The Conference Board’s index of consumer confidence unexpectedly decreased to 95.2 in April from 101.4 a month earlier, the New York-based private research group said Tuesday. The median forecast in a Bloomberg survey of 77 economists called for the gauge to climb to 102.2 after a previously reported 101.3 a month earlier.
Data Wednesday may show U.S. economic growth slowed to a 1 percent pace in the first quarter, from 2.2 percent in the previous three months.
Selling in U.S. equities Tuesday briefly accelerated, sending the S&P 500 as much as 0.7 percent lower, after Al Arabiya reported that Iranian forces seized a U.S. cargo vessel. U.S. officials later said Iranian forces boarded a Marshall Islands-flagged cargo ship, denying the seized vessel was American.
Pfizer, Ford and Kraft Foods Group Inc. are among 40 S&P 500 companies that released results today. Of index members that have already reported this season, about three quarters beat profit projections and about half topped sales estimates.
U.S. stocks retreated from records yesterday, with biotechnology companies leading losses. The Nasdaq Composite Index topped its dot-com-era high last week and the S&P 500 closed at a record as Google Inc., Microsoft Corp. and Amazon.com Inc. rallied after posting financial results. U.S. shares have still lagged most developed-market indexes this year.
The Chicago Board Options Exchange Volatility Index fell 5.4 percent to 12.41, after rising almost 7 percent yesterday. The gauge, known as the VIX, fell nearly 12 percent last week to its lowest level in almost five months.

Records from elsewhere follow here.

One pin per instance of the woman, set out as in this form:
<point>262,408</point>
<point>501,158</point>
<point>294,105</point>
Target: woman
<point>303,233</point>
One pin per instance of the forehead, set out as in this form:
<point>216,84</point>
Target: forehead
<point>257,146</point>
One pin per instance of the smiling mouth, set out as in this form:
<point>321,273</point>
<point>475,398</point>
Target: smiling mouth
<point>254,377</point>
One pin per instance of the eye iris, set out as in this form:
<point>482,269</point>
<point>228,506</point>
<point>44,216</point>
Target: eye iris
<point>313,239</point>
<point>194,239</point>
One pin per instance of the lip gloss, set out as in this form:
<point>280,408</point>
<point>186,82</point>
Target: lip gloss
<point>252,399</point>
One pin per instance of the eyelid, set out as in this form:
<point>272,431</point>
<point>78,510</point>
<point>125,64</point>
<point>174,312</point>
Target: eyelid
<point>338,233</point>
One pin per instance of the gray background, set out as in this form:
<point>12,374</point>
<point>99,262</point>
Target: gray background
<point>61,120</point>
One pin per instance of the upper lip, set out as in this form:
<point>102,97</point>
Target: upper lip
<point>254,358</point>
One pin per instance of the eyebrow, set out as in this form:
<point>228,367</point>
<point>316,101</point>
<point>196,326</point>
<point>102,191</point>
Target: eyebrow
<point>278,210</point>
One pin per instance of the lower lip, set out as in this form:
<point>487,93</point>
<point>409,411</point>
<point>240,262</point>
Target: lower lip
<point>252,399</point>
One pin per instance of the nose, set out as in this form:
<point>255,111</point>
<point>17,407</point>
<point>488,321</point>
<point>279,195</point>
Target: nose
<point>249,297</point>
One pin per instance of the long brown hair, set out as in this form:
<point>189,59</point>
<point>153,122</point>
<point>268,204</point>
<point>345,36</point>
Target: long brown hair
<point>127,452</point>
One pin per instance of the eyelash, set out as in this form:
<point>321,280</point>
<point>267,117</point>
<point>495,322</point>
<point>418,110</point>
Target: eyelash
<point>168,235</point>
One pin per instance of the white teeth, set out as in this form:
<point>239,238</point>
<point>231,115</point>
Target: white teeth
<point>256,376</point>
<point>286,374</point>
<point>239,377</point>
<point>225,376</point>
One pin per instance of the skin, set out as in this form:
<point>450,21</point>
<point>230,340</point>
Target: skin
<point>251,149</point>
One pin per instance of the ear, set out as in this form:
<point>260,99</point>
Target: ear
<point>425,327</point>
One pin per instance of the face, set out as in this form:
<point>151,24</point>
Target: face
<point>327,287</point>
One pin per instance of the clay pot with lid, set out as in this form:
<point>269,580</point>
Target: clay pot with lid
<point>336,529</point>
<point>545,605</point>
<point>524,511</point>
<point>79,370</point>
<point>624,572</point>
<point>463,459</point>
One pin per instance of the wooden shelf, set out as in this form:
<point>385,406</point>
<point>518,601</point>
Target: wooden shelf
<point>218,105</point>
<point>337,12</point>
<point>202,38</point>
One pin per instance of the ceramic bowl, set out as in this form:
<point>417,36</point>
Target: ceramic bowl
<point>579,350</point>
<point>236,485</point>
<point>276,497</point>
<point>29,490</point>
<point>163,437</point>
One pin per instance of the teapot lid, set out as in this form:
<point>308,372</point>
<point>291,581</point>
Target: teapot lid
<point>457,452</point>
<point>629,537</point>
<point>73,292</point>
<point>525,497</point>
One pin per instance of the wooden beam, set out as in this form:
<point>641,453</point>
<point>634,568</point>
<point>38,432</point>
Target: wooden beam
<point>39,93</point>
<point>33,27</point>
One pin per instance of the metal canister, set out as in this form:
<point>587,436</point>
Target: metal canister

Nine of the S&P 500’s 10 main groups rose, led by phone companies as AT&T Inc. rallied 2.3 percent to its highest level in more than two months. Health-care shares rebounded, after a 1.8 percent drop Monday, paced by Merck’s biggest gain since January and Aetna Inc.’s 3.2 percent climb to an all-time high.
United Parcel Service Inc. gained 3.4 percent, its best rise in more than two years, after reporting profit that exceeded analysts’ estimates, buoyed by an increase in international deliveries and lower fuel costs.
Iron Mountain Inc. climbed 2.9 percent, the most since December, after reaching an agreement to buy Australian-U.S. competitor Recall Holdings Ltd. for about $2 billion. The U.S. data-storage company raised its bid following a rejection of an offer last year.
Technology shares rose as IBM and Microsoft Corp. added more than 1.8 percent. IBM reached a six-month high after raising its dividend by 18 percent. Microsoft hit a five-month high.
JetBlue Airways Corp. advanced 6.7 percent to an 11-year high after reporting earnings that matched analysts’ estimates.
Twitter plunged after revenue fell short of estimates in the first quarter, even after the company introduced new products and tweaked features to attract more people. The company was was slated to report results after the market close until Selerity Inc., a financial news service, disclosed Twitter’s profit and sales numbers.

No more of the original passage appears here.